In meinem Leben traf ich verhältnismässig auf mehr Frauen, als Männer, die sagen, dass sie Tee trinken. Wenn ich jedoch überlege, welche Art Tee sie dann trinken, woher sie ihn beziehen  und wie sie den zubereiten, dann ist es fast immer der Supermarkttee und eine große Glas- oder Porzellankanne. Wirklich tiefer in die Materie steigen die, denen ich ausserhalb des Teeforums begegnet bin, eigentlich nicht ein und das höchste der Gefühle ist dann Tee aus einem Teefachgeschäft zu kaufen.

Die Art, wie hier bei den aktiven Forumsmitgliedern Tee genossen wird, ist doch eine viel tiefer gehende, Tee wird erlebt, zelebriert und gelebt.
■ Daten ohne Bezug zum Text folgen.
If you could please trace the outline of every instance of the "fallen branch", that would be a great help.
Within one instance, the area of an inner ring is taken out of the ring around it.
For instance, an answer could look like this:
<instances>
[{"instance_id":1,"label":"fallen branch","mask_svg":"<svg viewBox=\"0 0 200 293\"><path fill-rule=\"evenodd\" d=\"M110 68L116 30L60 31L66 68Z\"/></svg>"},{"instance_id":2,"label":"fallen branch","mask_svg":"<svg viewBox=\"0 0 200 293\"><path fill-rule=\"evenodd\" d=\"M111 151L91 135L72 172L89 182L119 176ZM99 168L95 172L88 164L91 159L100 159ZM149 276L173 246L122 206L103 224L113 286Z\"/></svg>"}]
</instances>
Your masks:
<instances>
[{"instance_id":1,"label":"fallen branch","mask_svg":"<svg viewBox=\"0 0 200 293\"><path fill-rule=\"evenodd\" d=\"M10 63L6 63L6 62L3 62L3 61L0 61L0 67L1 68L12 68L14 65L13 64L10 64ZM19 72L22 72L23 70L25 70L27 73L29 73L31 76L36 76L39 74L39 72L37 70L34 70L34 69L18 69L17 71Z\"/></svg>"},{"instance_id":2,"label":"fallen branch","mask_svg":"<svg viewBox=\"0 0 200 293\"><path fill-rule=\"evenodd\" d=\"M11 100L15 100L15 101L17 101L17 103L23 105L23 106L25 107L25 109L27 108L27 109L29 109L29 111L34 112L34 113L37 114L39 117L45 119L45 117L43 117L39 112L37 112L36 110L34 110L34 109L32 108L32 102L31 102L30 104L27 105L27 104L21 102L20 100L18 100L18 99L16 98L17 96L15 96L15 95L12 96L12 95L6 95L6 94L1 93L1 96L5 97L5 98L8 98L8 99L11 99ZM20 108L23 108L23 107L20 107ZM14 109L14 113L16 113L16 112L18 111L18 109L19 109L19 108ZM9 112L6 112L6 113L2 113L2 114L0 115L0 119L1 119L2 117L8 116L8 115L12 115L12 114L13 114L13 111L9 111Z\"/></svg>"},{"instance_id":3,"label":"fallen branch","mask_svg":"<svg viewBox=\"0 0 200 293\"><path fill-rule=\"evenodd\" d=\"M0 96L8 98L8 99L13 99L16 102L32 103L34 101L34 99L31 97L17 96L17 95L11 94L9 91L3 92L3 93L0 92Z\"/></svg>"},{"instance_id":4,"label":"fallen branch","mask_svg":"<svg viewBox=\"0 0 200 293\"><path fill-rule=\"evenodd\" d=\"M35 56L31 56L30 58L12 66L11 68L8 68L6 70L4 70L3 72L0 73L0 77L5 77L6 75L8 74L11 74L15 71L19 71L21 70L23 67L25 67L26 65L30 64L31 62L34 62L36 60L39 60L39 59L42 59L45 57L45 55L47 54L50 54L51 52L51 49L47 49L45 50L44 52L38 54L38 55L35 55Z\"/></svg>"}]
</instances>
Und hier gibt es die nächsten Unterschiede der Herangehensweise. Alles was hier mit dem Vergleich von Teesorten und -Arten, der Zubereitung, dem Messen von Gramm und Temperaturauswahl, das Definieren von welcher Kanne mit welcher Größe, Form und Materialart, dem Anbau, Herkunft und all diesen Feinheiten angeht, ist eine sehr Technische bis Wissenschaftliche. Ich gehöre zu der Art Frauen, die das im Ansatz interessant und auch sehr informativ findet, doch dann langweilt es mich einfach. Es ist nicht mein Zugang, ich bin einfach kein Wissenschaftler und es ist nicht das, was mich am Tee erfreut.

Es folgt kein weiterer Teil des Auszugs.